Death by TC
Sometimes my consulting work has me working with different parts of the same very large organisation. At the moment I am simultaneously engaged on national, European and global projects for the one company. These projects are not linked but have come about because individual clients in different roles have each seen a need for what I do.
National projects are easy. Client identifies a need. Client calls. We meet. I draft a proposal. We set a date. I deliver. I get paid. At some later time the client identifies another need and we start again.

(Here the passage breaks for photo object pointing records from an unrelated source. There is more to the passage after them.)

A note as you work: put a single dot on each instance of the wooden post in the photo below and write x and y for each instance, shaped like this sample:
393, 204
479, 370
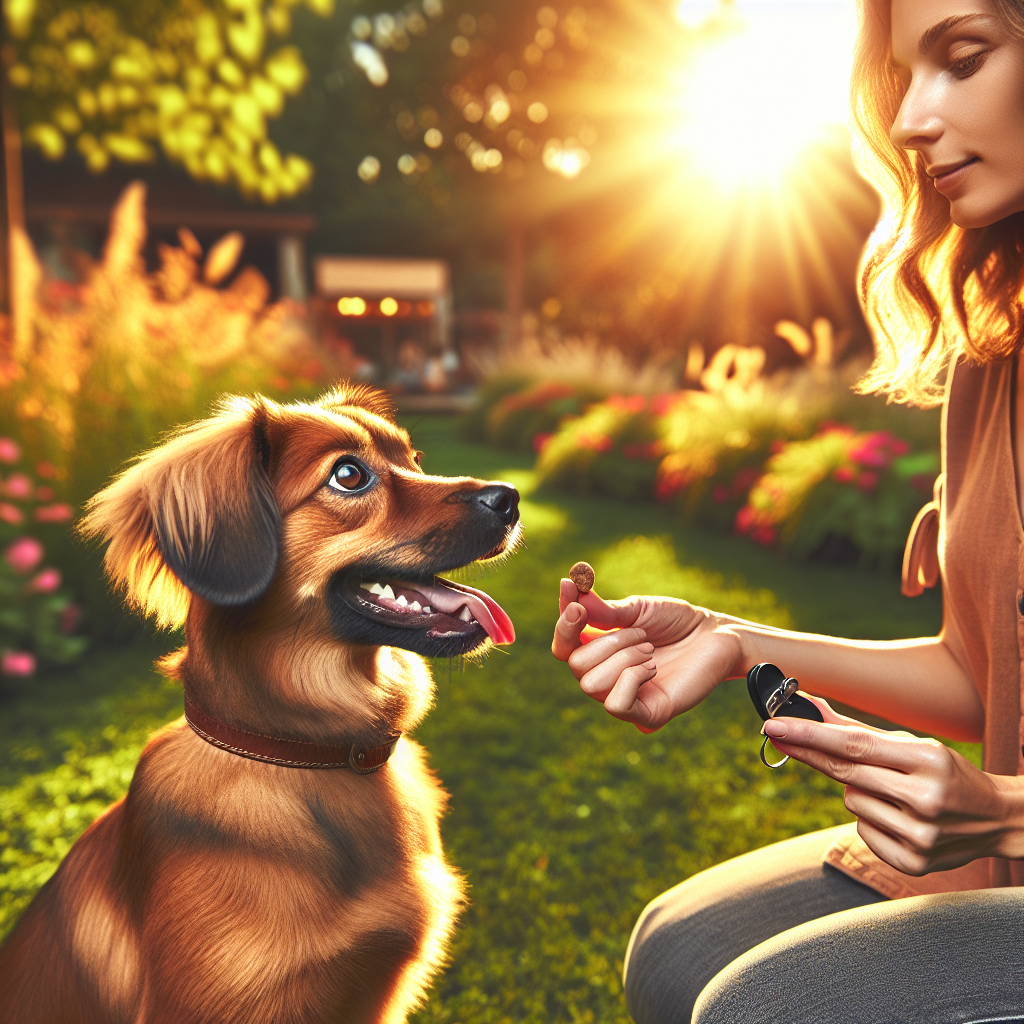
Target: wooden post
13, 210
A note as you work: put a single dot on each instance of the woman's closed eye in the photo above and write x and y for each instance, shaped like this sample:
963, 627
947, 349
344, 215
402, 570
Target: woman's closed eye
965, 66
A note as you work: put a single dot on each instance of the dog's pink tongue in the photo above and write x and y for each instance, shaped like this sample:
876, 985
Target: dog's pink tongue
450, 597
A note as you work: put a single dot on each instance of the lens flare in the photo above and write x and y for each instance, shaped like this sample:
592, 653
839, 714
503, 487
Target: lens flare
760, 96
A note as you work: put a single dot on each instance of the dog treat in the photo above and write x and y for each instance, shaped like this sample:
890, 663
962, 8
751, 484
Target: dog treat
583, 576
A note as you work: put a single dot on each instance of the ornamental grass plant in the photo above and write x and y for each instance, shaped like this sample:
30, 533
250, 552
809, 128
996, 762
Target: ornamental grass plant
94, 371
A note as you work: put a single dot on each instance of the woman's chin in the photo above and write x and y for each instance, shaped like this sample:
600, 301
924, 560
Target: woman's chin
974, 211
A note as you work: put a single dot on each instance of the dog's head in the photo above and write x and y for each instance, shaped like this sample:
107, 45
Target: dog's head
322, 503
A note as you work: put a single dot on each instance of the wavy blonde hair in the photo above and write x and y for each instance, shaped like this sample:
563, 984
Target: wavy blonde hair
929, 289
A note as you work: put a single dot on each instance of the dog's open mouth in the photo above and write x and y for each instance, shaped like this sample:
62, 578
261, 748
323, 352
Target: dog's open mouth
443, 608
438, 619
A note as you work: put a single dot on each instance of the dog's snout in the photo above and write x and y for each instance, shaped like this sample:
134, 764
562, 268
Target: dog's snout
501, 499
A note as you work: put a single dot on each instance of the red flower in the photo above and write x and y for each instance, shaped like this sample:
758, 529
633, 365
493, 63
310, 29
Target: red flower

European projects are more complicated, not least because of my pathetic Australian monolinguality. These projects are by definition more ambitious with a greater number of moving parts and thus requiring better political skills. My client can sit in the European office and identify a need but rarely can he act on it without first persuading the local offices. For the project to get off the ground a mix of personal entreaties, subtle bribery and naked threats is deployed to manoeuvre the one or two dominant markets to adopt a 'pilot' version of my programme. Once this is deemed positive the rest of Europe will fall in line. The short list of these dominant markets always includes Germany and usually Spain but never the UK and rarely France. Success in Britain is routinely ignored in Europe and the French predeliction for agonisingly long planning processes is a sure fire momentum-killer of wider projects. So I spend much of my time in Frankfurt, Munich, Berlin and Stuttgart in the company of my German-speaking facilitator. The best operators working at a European level do this politicking face-to-face, but once a pilot programme has been agreed the national pattern kicks in: we meet. I draft a proposal. We set a date. I deliver. I get paid. Often, at some later time the national client identifies a local need, finds money in her own budget, and we start again.
Genuinely global initiatives inhabit an entirely different world. There is a huge and varied constituency that must be convinced of the worth of a project and this cannot often be done face-to-face. Yesterday I spent five hours on a series of teleconferences (TC's) helping a global client sell a programme that is to be deployed on five continents. Anonomised, often heavily accented voices dialing in from cars, homes and offices spent the day jockeying for the last word in an effort to make a valid critique of our offering, to promote a national cause or just to sound sage.
I'm not used to this way of working and being unable to put faces or even countries to the voices makes it doubly hard. For me this is just another project, albeit a very important one, but for anyone in a global role this is a way of life. Even doing the sensible thing by doing as much business face-to-face as possible doesn't solve the problem because the global TC's never stop. Being at a meeting in Japan just means that you dial in from your hotel room in Tokyo instead of your office in London, stifle a yawn and start by thanking everyone else for taking time out of their busy schedules. A quality much overlooked in good global marketing people is the patience to chair these endless phone calls. This requires an ability to distinguish between those unhelpful comments which are born of miscommunication and those which are deliberately aimed at derailing a project. The second category demands a response of 'taking the discussion off-line', which of course means setting up another TC.